Britons looking to borrow to fund a new car, home improvements or a big life event like a wedding will now find taking out a substantial sum is the cheapest it’s ever been.
A personal loan of £10,000 paid back over five years came with an average APR of just 4.5 per cent this month, down 0.2 percentage points from November, data from Moneyfacts shows.
Five years ago in December 2014, the average rate was 5.7 per cent, while a decade ago it was 9.5 per cent.
Fix up: Political uncertainty means Britons might be less inclined to move home at the moment. Instead they might be choosing home improvement projects
This means borrowing £10,000 and paying it back over five years would now cost you £1,161.20, £315 cheaper than it would have been in 2014.
The falling of personal loan rates is a rare recent piece of good news for those after credit, as banks have recently announced overdraft hikes to nearly 40 per cent and credit card providers reduce the generosity of their deals.
The average credit card APR now sits at 25.1 per cent. If you had £2,500 on a credit card with that APR, and paid off £100 each month, it’d take you two years and 11 months to repay the balance in full and you’d incur £911 in interest.
And while the average personal loan rate is 4.5 per cent, five providers will lend you £10,000 over a five year period at a rate below 3 per cent.

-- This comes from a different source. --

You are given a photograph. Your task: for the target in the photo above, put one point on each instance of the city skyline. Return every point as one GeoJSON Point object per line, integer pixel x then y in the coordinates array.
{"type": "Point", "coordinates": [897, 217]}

They are Cahoot, Nationwide Building Society, John Lewis, Sainsbury’s Bank and Tesco Bank.
Cahoot offers the cheapest rate of 2.8 per cent, meaning it’d cost you £718.40 over the length of the loan.
Meanwhile the cheapest credit cards at the moment all cost you more than double 3 per cent. Co-op Bank offers the lowest APR, 6.9 per cent on its 3-year fixed-rate Visa.

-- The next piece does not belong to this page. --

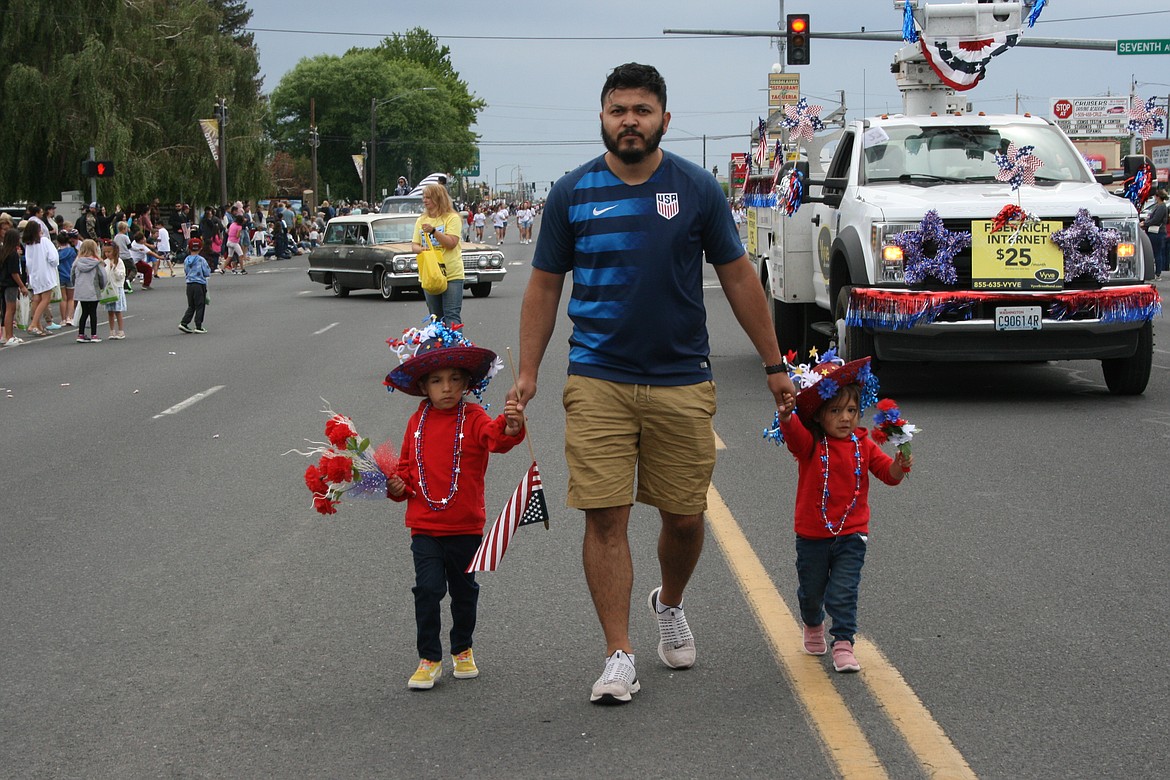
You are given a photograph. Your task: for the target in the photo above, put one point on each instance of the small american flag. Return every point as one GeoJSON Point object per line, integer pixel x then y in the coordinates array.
{"type": "Point", "coordinates": [762, 146]}
{"type": "Point", "coordinates": [525, 506]}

|Year||Average APR on a loan of £10,000 paid back over 5 years|
It is followed by TSB’s Advance Mastercard, which comes with 0 per cent on purchases for a three-month introductory period and has an APR of 7.9 per cent.
Rachel Springall, of Moneyfacts, said: ‘It’s encouraging to see that the unsecured personal loans market is still buoyant, with rates falling over the past quarter.
‘This improvement to the loans market could be encouraging for borrowers considering consolidating their debts either now or in the New Year.’
Given the term length and the amount you can borrow, personal loans are likelier to be used for purchases like new cars – as an alternative to car loans – or for one-off purchases, or even as consolidation loans to pay off existing debt.
They might also be popular among those who, rather than move home due to election and Brexit-related instability, are instead choosing to make big improvements to where they live at the moment.
In that sense, given the amount of capital required to undertake such projects, personal loans are probably the cheapest source of funding.
Finally, the cheap rates also might make personal loans a more appealing alternative to car finance options, if you’re accepted for one.
For example, a £15,995 new Ford Fiesta would cost you much less using a loan from Cahoot than by using Ford’s own car financing.
A new Ford Fiesta would cost you £15,995, but drops on personal loan rates mean it’d be cheaper to use them than Ford’s own financing
Purchasing a Ford Fiesta over 48 months using Ford’s Acquire financing would give you an APR of 7.4%. The cheapest personal loan on the same sum over the same period is just 2.8%
Ford’s Acquire financing, which requires you to put down a deposit and make monthly payments in order to own the car, would cost you £2,130.45 over the course of 48 months when combined with a £1,000 deposit on a new Ford Fiesta – a rate of 7.4 per cent APR.
You would therefore end up paying just over £17,000 for the car.
Meanwhile using Cahoot to borrow £16,000 over the same 48 month term would see you pay just £919.52 on top of the repaid amount.
Rachel added: ‘While the lowest loan rate is less than 3 per cent, it is important borrowers are aware that as only 51 per cent of successful applicants need to be offered the advertised APR of an unsecured personal loan, these are not guaranteed.
‘To assist borrowers, it would be wise for them to check their credit report before applying and check it for any errors.
‘Borrowers looking to take advantage of the lowest rates may only be able to apply online or by phone.
‘It is unlikely that they will find rates any lower with their existing high street bank, so it’s important to consider alternative brands for an unsecured personal loan.’